In its final week of formal sittings, the High Court granted special leave in five matters (one on the papers, four in oral hearings in Sydney and Melbourne), taking the total of 2017’s special leave grants to 43.
The five cases that will be appealed to the High Court sometime in the first third or so of 2018 are:
- Bauer (a Pseudonym) v The Queen (No 2)  VSCA 176, which involves allegations of a foster carer’s repeated sexual abuse of children in his care. After he was convicted in relation to one of the five complainants, Victoria’s Court of Appeal upheld four appeal grounds: that the jury should not have been shown a recording of the complainant’s testimony from an earlier trial (because her ‘preference’ not to testify did not establish her ‘unwillingness’ to testify), that another foster daughter’s evidence that she saw the alleged abuse lacked the required ‘significant probative value’ (because the abuse alleged lacked any distinctive feature, such as brazenness), that a count that rested solely on the other foster daughter’s evidence should have been tried separately, and that the complainant’s out-of-court account of the abuse around a decade after the alleged events commenced lacked the requirement that it be ‘fresh in [her] memory’. (This case revisits two recent major High Court evidence rulings in child sexual abuse cases: IMM, on the meaning of probative value, and Hughes, on the meaning of significant probative value.)

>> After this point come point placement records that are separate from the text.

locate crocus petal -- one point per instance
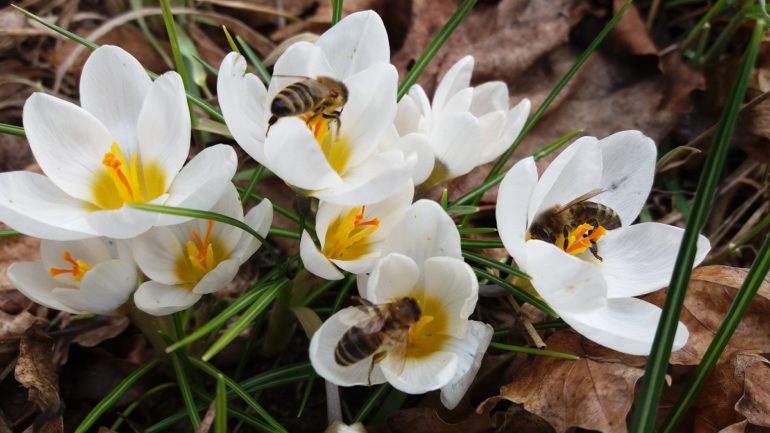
(163, 128)
(511, 212)
(34, 282)
(242, 97)
(576, 171)
(567, 284)
(355, 43)
(160, 299)
(294, 155)
(322, 347)
(60, 131)
(315, 261)
(627, 325)
(471, 350)
(628, 164)
(33, 205)
(113, 87)
(452, 282)
(639, 259)
(394, 276)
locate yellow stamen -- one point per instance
(78, 270)
(347, 237)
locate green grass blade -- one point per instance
(646, 404)
(115, 395)
(738, 308)
(12, 130)
(434, 45)
(534, 351)
(259, 306)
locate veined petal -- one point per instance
(68, 143)
(511, 211)
(567, 284)
(159, 299)
(355, 43)
(627, 325)
(639, 259)
(33, 205)
(628, 168)
(576, 171)
(315, 261)
(113, 87)
(243, 97)
(470, 351)
(163, 128)
(294, 155)
(394, 276)
(321, 351)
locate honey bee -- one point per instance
(378, 330)
(561, 220)
(320, 96)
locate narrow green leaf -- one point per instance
(107, 402)
(646, 404)
(434, 45)
(259, 306)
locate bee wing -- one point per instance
(587, 196)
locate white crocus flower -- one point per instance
(595, 295)
(126, 144)
(339, 161)
(85, 276)
(187, 261)
(443, 348)
(465, 126)
(352, 237)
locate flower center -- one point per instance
(580, 239)
(78, 270)
(333, 145)
(347, 238)
(124, 180)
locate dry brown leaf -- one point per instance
(585, 393)
(35, 370)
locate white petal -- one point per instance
(470, 351)
(454, 284)
(163, 129)
(355, 43)
(567, 284)
(159, 299)
(394, 276)
(424, 231)
(457, 78)
(321, 351)
(627, 325)
(34, 282)
(243, 97)
(294, 155)
(511, 211)
(573, 173)
(68, 143)
(639, 259)
(113, 86)
(628, 168)
(33, 205)
(315, 261)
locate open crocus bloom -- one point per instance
(126, 144)
(335, 160)
(465, 126)
(187, 261)
(351, 237)
(87, 276)
(595, 296)
(443, 348)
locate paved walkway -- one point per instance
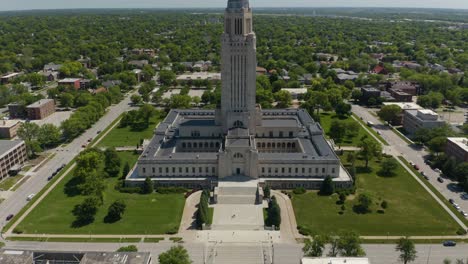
(288, 226)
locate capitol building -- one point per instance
(281, 148)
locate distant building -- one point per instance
(12, 154)
(330, 260)
(73, 82)
(296, 93)
(414, 120)
(369, 92)
(408, 87)
(457, 148)
(8, 128)
(30, 257)
(41, 109)
(400, 96)
(8, 77)
(17, 110)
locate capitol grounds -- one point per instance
(410, 209)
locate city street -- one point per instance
(17, 200)
(399, 147)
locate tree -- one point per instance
(364, 204)
(349, 245)
(389, 113)
(175, 255)
(267, 192)
(112, 162)
(337, 131)
(126, 170)
(136, 99)
(283, 98)
(115, 212)
(274, 214)
(148, 186)
(49, 136)
(407, 250)
(343, 109)
(315, 247)
(130, 248)
(388, 166)
(86, 211)
(369, 150)
(328, 187)
(28, 132)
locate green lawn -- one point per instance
(411, 210)
(8, 182)
(123, 137)
(145, 214)
(326, 119)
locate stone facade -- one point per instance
(198, 148)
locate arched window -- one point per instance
(238, 124)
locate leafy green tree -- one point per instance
(369, 150)
(148, 186)
(130, 248)
(29, 132)
(407, 250)
(315, 247)
(175, 255)
(49, 136)
(86, 211)
(283, 98)
(389, 113)
(112, 162)
(364, 204)
(328, 187)
(349, 245)
(274, 213)
(115, 212)
(388, 166)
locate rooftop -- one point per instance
(460, 142)
(7, 145)
(40, 103)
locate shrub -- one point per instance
(300, 190)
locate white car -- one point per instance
(29, 198)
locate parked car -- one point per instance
(29, 198)
(449, 243)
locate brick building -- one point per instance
(457, 148)
(41, 109)
(12, 153)
(8, 128)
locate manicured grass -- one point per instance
(382, 140)
(326, 119)
(10, 181)
(435, 191)
(124, 137)
(153, 239)
(411, 210)
(145, 214)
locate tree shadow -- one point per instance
(71, 187)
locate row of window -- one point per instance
(200, 145)
(186, 170)
(295, 170)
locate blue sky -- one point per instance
(66, 4)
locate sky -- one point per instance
(70, 4)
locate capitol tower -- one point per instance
(238, 69)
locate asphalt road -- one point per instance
(416, 155)
(283, 253)
(17, 200)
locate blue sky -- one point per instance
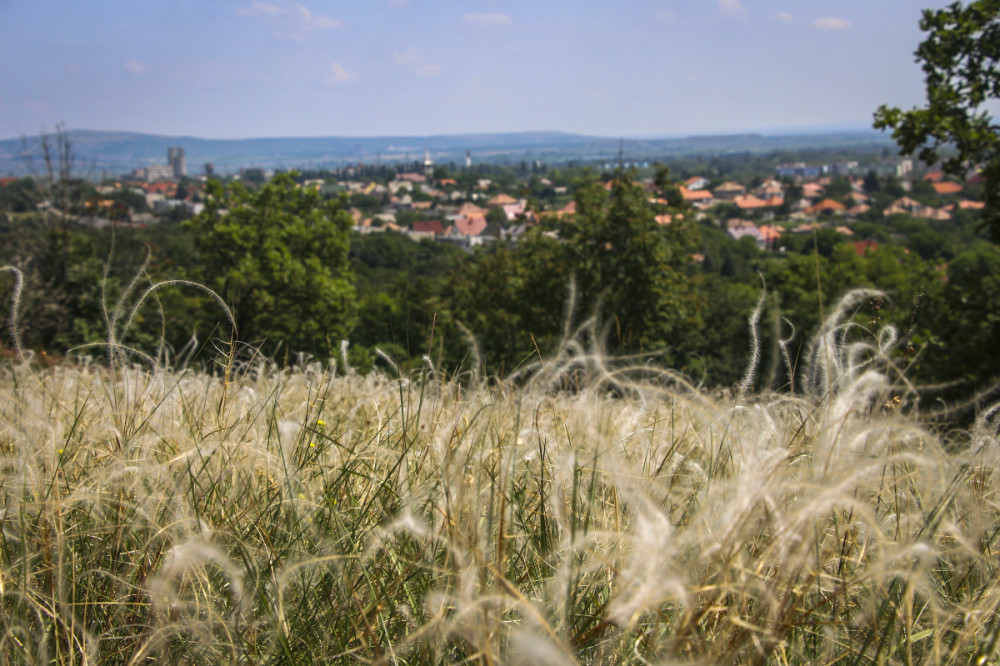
(619, 68)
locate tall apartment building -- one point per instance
(175, 158)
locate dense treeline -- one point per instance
(609, 277)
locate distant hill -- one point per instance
(98, 152)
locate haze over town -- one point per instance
(237, 68)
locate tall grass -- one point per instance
(311, 515)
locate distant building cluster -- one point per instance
(175, 158)
(175, 168)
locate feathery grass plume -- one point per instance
(753, 324)
(13, 323)
(635, 518)
(783, 345)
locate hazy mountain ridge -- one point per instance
(117, 152)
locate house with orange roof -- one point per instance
(696, 183)
(946, 187)
(514, 210)
(861, 248)
(693, 196)
(770, 189)
(427, 228)
(827, 207)
(771, 233)
(812, 190)
(916, 209)
(737, 229)
(470, 209)
(729, 191)
(501, 200)
(469, 229)
(568, 209)
(749, 202)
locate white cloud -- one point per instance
(339, 75)
(487, 20)
(665, 16)
(831, 23)
(732, 8)
(414, 60)
(288, 20)
(427, 69)
(407, 58)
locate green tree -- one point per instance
(631, 265)
(960, 57)
(278, 256)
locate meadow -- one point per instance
(583, 510)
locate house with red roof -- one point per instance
(729, 191)
(693, 196)
(826, 207)
(749, 202)
(427, 227)
(696, 183)
(470, 226)
(737, 229)
(861, 248)
(946, 187)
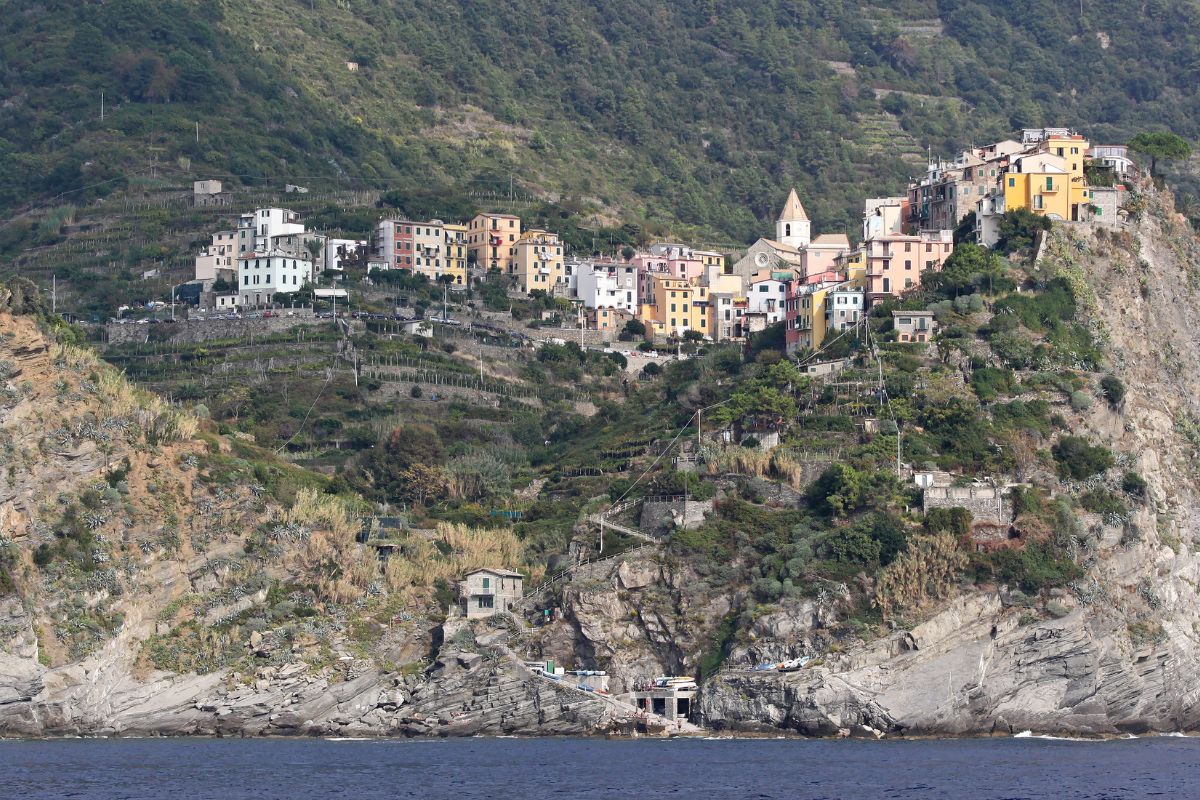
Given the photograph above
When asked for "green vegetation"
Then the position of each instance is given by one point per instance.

- Coshott v Spencer  NSWCA 118, a dispute about legal costs where the costs of a family’s litigation were paid by another family member. After the family member (but not the family parties) challenged the family’s solicitor’s bill of costs, the NSW Court of Appeal ruled that the costs assessor was allowed to determine whether or not the family member had an obligation to fund the litigation, and in any case rightly dismissed the application given the small amounts involved. As well, the Court held that the family member had to pay the solicitor’s own professional costs in defending the costs application (an exception to the usual rule that self-represented professional costs cannot be claimed.)
- DL v R (No 2)  NSWCCA 58, a delayed sentencing appeal for a teen defendant convicted of the seemingly unmotivated murder of another teen. The NSW Court of Criminal Appeal had to resentence him because his earlier 22 year sentence was determined under a view of the law since overturned by the High Court. Relying on events in the subsequent decade (including the non-emergence of the defendant’s mental illness, which the trial judge had predicted would explain the original murder, and the defendant’s maintaining his innocence since then), the majority reimposed the earlier sentence. (The High Court refused special leave to appeal the NSW Court’s dismissal of the teen’s appeal against his conviction.)
- Lane v R  NSWCCA 46, a manslaughter appeal concerning a fight between strangers outside a Sydney pub, where CCTV showed that the victim twice hit his head on the roadway in the space of ten seconds. The NSW Court of Criminal Appeal ruled that the jury should have been told that they needed to be unanimous that whichever act of the accused caused the victim’s death was voluntary and not in self-defence, but a majority held that the lack of such a direction caused no miscarriage of justice in this case. The Court also dismissed appeals based on the jury’s apparent access to a magazine criticising ‘one-punch’ and ‘king hit’ killings.
- Minister for Immigration and Border Protection v Hossain  FCAFC 82, which involves the thorny question of when immigration decisions can be reviewed by a court. After the Administrative Appeals Tribunals refused to review a visa rejection on two grounds – the review was requested late without a ‘compelling reason’ and the applicant owed money to the Commonwealth without a plan to repay it – the Federal Circuit Court overturned that refusal, citing the Commonwealth’s concession that the Tribunal applied the wrong test for ‘compelling reason’. However, a majority of the full court of the Federal Court restored the tribunal ruling, holding that, whether or not the Tribunal’s error was ‘jurisdictional’, the debt issue provided an adequate (and unreviewable) reason for the Tribunal’s decision.